You are viewing a plain text version of this content. The canonical link for it is here.
Posted to user@hadoop.apache.org by Chris Curtin <cu...@gmail.com> on 2012/08/21 15:09:01 UTC

Cleaning up job and task tracker files on disk

Hi,

We've recently moved to a MapR cluster, but this issue occurred on our
'stock' Apache Hadoop, then Cloudera and now MapR cluster, so I think it is
a core-hadoop issue.

We've implemented a cron find-based cleanup process to remove files left
behind on the nodes, in particular under <mapred.local.dir> on each of the
task nodes.

Looking through the files that were there it doesn't appear the cluster is
cleaning up after itself very well. We looked at configuration files and
did some online searches, but we can't figure out where the settings are to
clean these directories. < mapred.local.dir >/taskTracker/hadoop/jobcache
had over 100,000 directories in it when we ran out of space last time.

Should the cluster be cleaning up these directories? If so, what parameters
control how long the files stick around? If not, anyone have a 'best
practices' script or rules for what to trim? We're doing some basic crons
that remove files older than 2 days and empty directories older than 6, but
operations (rightly) wants to know why the cluster isn't taking care of
this.

We found a number of places where files are being created by the cluster.
Some are managed correctly, most are not. What we've found:

<mapred.local.dir>/jobTracker - running jobs, files are removed (moved?)
when completed

<mapred.local.dir>/taskTracker/hadoop/jobcache - current tasks - but old
files for tasks long completed are still here - more than 100000
directories even though we set the # of jobs in
mapred.jobtracker.retiredjobs.cache.size to 1000.

<mapred.local.dir>/toBeDeleted/<date>/hadoop/jobcache - old jobs, moved
here when the node was restarted? - when are they deleted?

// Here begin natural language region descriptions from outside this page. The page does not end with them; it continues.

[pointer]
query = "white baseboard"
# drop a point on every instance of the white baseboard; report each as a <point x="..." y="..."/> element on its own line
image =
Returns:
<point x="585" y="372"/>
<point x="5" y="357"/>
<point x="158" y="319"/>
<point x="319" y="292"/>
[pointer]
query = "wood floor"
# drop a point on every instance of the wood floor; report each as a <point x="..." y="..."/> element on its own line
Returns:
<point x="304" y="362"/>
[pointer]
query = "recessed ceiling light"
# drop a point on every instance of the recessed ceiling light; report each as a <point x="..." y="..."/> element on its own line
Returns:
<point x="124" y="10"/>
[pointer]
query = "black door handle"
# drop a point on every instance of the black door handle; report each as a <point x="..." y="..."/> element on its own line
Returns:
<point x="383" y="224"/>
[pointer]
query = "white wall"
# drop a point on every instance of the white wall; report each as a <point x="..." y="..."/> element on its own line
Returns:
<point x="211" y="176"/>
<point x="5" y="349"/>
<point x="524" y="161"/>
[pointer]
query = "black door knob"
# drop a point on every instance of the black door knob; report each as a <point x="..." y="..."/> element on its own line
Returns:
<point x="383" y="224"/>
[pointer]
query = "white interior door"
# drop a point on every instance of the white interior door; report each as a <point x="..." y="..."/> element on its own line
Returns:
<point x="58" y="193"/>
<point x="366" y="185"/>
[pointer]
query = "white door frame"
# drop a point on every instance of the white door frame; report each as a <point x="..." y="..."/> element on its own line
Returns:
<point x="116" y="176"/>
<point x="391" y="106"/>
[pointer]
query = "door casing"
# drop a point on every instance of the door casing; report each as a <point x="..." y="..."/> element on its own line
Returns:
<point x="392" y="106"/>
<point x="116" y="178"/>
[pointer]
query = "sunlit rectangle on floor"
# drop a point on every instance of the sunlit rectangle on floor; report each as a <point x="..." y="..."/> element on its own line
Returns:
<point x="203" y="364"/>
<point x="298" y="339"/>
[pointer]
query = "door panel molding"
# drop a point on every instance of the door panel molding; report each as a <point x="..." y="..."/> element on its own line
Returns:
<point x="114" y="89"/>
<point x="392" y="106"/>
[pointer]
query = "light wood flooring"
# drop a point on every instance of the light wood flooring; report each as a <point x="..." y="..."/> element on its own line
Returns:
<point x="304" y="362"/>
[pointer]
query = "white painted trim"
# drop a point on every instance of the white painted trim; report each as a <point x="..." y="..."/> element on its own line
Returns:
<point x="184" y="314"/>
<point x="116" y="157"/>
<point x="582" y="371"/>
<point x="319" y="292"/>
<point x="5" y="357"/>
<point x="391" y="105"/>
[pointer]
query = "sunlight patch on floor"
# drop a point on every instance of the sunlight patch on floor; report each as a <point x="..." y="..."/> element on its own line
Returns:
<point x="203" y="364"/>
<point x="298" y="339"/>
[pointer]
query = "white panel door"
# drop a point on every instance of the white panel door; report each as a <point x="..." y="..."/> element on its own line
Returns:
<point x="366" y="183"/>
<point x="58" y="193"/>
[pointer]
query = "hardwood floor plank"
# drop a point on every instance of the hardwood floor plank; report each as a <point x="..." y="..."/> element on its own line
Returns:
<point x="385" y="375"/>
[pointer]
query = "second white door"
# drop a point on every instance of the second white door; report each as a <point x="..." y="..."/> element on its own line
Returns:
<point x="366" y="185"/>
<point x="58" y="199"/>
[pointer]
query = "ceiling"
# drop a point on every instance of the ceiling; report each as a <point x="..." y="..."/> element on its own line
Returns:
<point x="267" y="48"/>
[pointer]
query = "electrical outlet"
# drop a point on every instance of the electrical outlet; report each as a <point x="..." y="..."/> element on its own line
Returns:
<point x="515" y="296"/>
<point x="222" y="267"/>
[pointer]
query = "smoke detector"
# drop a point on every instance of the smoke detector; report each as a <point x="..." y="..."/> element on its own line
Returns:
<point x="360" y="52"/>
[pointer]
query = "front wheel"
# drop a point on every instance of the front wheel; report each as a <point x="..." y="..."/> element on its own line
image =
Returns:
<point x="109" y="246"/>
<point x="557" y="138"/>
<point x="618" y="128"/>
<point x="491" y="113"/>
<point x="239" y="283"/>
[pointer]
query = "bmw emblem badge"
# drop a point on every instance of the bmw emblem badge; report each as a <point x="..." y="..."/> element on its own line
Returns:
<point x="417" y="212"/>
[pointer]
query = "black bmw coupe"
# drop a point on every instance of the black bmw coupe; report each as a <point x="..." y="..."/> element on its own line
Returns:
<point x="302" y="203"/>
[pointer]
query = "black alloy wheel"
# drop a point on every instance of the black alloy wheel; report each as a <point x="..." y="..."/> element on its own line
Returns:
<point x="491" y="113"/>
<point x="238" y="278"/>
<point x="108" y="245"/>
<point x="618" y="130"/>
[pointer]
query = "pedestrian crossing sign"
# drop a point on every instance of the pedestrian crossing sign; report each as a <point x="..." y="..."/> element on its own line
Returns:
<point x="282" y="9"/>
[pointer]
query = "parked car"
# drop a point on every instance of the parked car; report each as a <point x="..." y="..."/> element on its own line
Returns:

<mapred.local.dir>/ttprivate/tasktracker/hadoop/jobcache - currently
running jobs? Appear to be cleaned up properly

HADOOP_LOG_DIR - job_*.xml are currently running jobs (Orphans if the
cluster crashes)

HADOOP_LOG_DIR/history - what are these? Look like job files? - when are
they removed?

HADOOP_LOG_DIR/userlogs - directory per job, child directories per attempt
- never cleaned up? > 9000 job directories after being purged less than 24
hours ago

mapred-site.xml settings:

<name>mapred.jobtracker.retiredjobs.cache.size</name> <value>1000</value>

Relevant log file settings:

hadoop-env.sh:export HADOOP_LOG_DIR="/nfs/mapr/hadoop/logs"
taskcontroller.cfg:hadoop.log.dir=/nfs/mapr/hadoop/logs

Thanks,

Chris